Solved – Calculate the confidence interval of log odds using a linear combination

confidence intervallogisticodds-ratio

I'm performing occupancy modeling (wildlife science) to determine the difference between a change in control vs. treatment sites over time (before vs. after). I first calculated the occupancy odds from the Beta value, then calculate the odds ratio from this occupancy odds (control site after treatment/control site before treatment, and treatment site after treatment/treatment site before treatment). I want to report the confidence interval as well (and standard error would also be great). I think this should be a linear combination, but my numbers are coming out slightly off.

First I calculate the odds ratio from the beta estimate for psi (occupancy probability):

  1. Before value: psi/(1-psi) = 0.6122/0.3878 = 1.58
  2. After value: psi/(1-psi) = 0.6714/0.3286 = 2.04
  3. Odds ratio: 2.04/1.58 = 1.29

Here's an example of how I calculated CI limits:

  1. Lower CI limit of control site after treatment – Lower CI limit of control site before treatment: -0.2972 – (-0.3771) = 0.0798
  2. exp(0.0798) = 1.08.
  3. This should mean that the lower CI limit is 1.08.
  4. Through the same calculation, I get that the Upper CI limit is 1.55.

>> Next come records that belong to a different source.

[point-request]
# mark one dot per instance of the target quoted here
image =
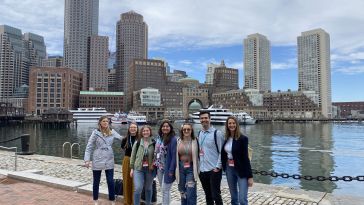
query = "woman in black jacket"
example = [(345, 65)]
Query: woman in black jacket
[(236, 163)]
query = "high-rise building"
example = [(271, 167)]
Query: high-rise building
[(257, 62), (17, 54), (131, 43), (97, 71), (210, 73), (36, 48), (225, 78), (81, 20), (53, 88), (314, 70), (11, 54), (145, 73), (53, 61), (35, 52)]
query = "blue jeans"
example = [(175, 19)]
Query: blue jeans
[(143, 178), (165, 188), (235, 182), (187, 185), (110, 183), (211, 182)]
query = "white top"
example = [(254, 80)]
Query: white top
[(228, 147)]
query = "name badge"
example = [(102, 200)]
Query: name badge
[(145, 163), (231, 162), (202, 153)]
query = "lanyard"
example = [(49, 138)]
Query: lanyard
[(131, 143), (145, 148), (187, 147), (205, 135)]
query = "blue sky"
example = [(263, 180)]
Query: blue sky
[(190, 34)]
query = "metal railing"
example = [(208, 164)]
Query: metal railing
[(71, 149), (15, 156)]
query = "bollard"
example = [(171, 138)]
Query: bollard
[(25, 142)]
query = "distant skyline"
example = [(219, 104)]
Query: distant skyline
[(190, 34)]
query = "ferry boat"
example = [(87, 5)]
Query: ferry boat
[(89, 115), (136, 117), (219, 116), (119, 118)]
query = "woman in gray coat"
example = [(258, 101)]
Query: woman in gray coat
[(103, 157)]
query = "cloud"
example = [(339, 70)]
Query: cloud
[(353, 70), (288, 64), (204, 23)]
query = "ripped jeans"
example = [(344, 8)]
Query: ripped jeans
[(187, 185)]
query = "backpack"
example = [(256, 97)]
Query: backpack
[(215, 138)]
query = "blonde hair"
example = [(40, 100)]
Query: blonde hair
[(107, 130), (236, 134)]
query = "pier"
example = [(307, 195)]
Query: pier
[(48, 174)]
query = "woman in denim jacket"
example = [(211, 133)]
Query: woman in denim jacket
[(141, 164), (165, 159)]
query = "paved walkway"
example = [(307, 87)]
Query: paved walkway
[(43, 179), (15, 192)]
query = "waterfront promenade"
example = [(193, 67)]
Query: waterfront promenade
[(41, 179)]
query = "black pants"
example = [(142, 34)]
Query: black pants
[(211, 182)]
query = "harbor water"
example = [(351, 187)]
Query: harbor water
[(307, 149)]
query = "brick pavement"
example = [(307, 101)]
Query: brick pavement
[(67, 169), (14, 192)]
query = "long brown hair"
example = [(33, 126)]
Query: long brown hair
[(236, 133), (167, 138), (192, 132), (107, 131)]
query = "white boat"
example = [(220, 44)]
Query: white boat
[(244, 118), (219, 116), (89, 115), (136, 117), (119, 118)]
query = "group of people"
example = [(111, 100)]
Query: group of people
[(183, 157)]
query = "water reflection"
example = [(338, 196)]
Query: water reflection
[(315, 149)]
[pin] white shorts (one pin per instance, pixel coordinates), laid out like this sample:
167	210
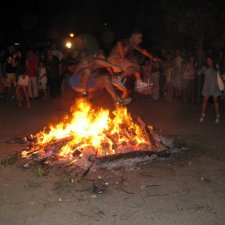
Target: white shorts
23	80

However, when I check this by calculating the standard error, also using the linear combination, and then subtract 0.5*SE from the odds ratio, the number doesn't match:

  1. Upper CI limit – Lower CI limit = 1.55-1.08 = 0.23.
  2. SE = 0.23/2 = 0.115
  3. Odds ratio – SE = 1.06
  4. Likewise, the odds ratio + SE = 1.53. These figures are close but don't match the CI limits I calculated above.

Any insights as to why these values don't match? Or tips on mistakes I don't realize I'm making? Thanks!

Best Answer

Generally, the confidence interval for an odds ratio (and similarly for other relative risk measures such as hazard ratios or risk ratios) is not of the form $\text{odds ratio} \pm 1.96 \times \text{SE}$, but it is rather on the log scale that such a relationship holds for sufficiently large sample sizes. Sufficiently large typically means that sufficiently many people need to have had an event and sufficiently many not (a lot of people studied with no events observed is not sufficient). This is also explained in the Wikipedia article on the odds ratio, where the asymptotic formula for the standard error of the odds ratio is given. The odds ratio is then simply $e^\text{log-odds ratio}$ and the confidence interval for the odds ratio is similarly given by the exponentiated confidence interval limits for the log-odds ratio.

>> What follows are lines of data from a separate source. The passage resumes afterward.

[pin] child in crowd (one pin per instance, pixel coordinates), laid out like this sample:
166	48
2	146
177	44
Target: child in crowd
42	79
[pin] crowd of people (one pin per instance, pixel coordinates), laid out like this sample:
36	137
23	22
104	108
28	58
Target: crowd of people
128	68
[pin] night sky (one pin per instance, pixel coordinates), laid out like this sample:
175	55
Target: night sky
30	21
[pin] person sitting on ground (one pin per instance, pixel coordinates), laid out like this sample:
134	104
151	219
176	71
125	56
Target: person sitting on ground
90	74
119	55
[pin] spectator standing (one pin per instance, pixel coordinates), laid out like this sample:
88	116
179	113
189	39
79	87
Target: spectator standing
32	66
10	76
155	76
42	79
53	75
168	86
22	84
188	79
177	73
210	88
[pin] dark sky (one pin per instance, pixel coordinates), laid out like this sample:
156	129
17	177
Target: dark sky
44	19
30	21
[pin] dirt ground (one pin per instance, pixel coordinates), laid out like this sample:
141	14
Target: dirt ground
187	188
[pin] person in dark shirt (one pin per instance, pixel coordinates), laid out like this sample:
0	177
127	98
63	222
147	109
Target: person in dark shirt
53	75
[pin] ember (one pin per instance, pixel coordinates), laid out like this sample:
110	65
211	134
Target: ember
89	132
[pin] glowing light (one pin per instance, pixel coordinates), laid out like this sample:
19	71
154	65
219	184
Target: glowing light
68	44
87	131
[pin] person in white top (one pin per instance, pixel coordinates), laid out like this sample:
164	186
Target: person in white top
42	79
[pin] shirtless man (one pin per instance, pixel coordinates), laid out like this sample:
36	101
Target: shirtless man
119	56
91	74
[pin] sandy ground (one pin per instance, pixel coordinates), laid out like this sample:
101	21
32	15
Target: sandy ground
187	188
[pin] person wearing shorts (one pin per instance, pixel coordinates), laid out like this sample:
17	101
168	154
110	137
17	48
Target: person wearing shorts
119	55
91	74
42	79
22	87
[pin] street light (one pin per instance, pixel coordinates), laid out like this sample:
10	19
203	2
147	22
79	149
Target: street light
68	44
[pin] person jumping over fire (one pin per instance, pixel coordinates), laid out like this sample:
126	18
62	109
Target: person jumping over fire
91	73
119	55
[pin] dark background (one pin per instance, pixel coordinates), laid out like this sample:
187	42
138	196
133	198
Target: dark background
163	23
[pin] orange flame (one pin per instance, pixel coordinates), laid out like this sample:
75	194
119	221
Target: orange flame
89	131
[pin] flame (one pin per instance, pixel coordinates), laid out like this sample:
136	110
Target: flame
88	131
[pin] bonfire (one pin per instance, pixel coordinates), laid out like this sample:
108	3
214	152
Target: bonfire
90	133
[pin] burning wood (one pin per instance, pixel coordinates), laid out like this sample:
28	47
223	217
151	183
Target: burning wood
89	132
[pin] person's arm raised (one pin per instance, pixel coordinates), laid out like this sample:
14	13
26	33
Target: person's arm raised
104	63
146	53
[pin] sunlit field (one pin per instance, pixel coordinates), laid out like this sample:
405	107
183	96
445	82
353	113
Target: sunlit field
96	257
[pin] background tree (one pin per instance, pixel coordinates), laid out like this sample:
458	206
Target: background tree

Thus, if you have results from some kind of model with a logit link function on a sufficiently large dataset that gives the regression coefficients representing log-odds ratios, I would assume you could simply exponentiate those and get confidence intervals in this manner. I do not know what software you are using, but the software should be able to estimate your contrasts of interest for you (at least on the log-odds scale) and ideally take into account any correlation between coefficients when calculating the contrast.

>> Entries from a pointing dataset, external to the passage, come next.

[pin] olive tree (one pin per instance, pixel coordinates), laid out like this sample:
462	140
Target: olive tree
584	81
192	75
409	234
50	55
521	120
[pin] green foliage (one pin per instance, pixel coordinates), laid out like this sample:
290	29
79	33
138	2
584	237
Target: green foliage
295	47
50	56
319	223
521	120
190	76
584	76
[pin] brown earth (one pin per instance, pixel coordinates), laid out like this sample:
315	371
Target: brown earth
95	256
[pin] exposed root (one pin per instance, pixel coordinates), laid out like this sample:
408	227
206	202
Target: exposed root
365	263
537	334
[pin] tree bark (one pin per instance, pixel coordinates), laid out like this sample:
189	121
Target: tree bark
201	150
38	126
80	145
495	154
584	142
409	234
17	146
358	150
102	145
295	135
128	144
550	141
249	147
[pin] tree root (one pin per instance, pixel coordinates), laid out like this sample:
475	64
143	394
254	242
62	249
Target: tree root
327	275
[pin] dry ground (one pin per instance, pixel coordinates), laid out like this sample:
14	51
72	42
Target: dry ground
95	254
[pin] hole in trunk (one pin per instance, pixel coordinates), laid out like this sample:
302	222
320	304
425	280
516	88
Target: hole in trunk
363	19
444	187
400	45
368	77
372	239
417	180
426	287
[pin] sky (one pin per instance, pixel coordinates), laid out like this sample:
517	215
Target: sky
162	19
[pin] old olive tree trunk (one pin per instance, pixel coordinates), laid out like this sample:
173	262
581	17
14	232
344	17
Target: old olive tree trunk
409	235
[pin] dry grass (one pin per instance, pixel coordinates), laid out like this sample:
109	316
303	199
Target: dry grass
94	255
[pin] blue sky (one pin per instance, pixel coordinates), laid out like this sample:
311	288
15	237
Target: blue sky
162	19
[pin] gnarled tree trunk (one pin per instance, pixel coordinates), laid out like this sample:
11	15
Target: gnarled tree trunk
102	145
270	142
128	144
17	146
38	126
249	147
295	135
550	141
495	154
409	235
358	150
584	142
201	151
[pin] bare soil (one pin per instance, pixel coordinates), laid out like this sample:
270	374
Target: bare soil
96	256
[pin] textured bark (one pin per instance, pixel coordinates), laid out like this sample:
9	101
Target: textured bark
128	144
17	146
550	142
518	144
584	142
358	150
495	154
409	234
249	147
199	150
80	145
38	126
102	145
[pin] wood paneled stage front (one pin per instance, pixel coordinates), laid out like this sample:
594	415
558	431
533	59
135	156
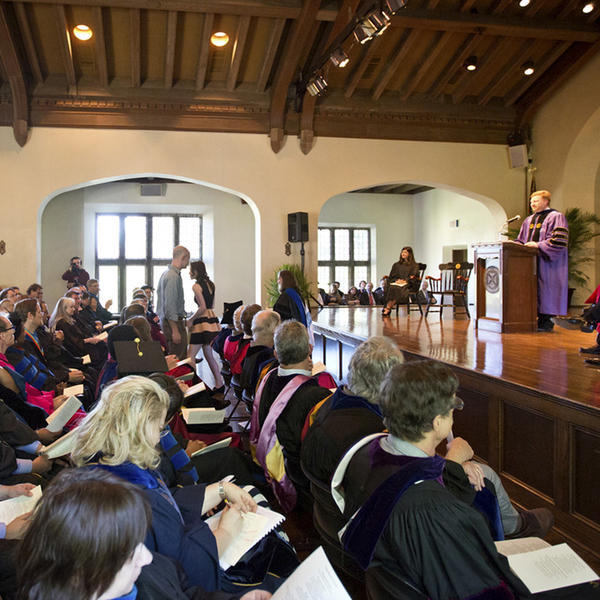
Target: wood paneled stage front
532	406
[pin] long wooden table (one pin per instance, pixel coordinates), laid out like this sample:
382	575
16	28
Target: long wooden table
532	406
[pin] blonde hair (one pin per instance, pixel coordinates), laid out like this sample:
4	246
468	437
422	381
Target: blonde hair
120	426
60	312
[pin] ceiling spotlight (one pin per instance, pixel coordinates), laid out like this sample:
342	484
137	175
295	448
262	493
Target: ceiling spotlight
219	39
363	32
82	32
339	58
528	68
391	7
379	21
317	85
471	63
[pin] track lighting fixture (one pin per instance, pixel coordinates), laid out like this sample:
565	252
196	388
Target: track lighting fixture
317	85
528	68
339	58
391	7
471	63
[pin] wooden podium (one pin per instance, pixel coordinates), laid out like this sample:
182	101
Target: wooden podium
506	287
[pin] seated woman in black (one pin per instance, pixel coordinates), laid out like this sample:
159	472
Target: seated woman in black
401	281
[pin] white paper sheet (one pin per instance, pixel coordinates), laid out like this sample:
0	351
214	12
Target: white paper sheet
550	568
314	579
15	507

While, if if things were totally uncorrelated and there were no other covariates, you could probably calculate the confidence intervals directly by adding the variances (squared standard errors) on the log-odds-scale to obtain the variance of the differences on the log-odds-scale (=the log-odds-ratio) $$\text{SE log-odds-ratio}=\sqrt{(\text{SE log-odds}_\text{before})^2+(\text{SE log-odds}_\text{after})^2}$$ and confidence interval $e^{\text{log-odds-ratio} \pm 1.96 \times \text{SE log-odds-ratio}}$, this is a lot less straightforward when the estimates are from a more complex model (in which coefficients may be correlated). In any case your software should be able to do it for you without trouble.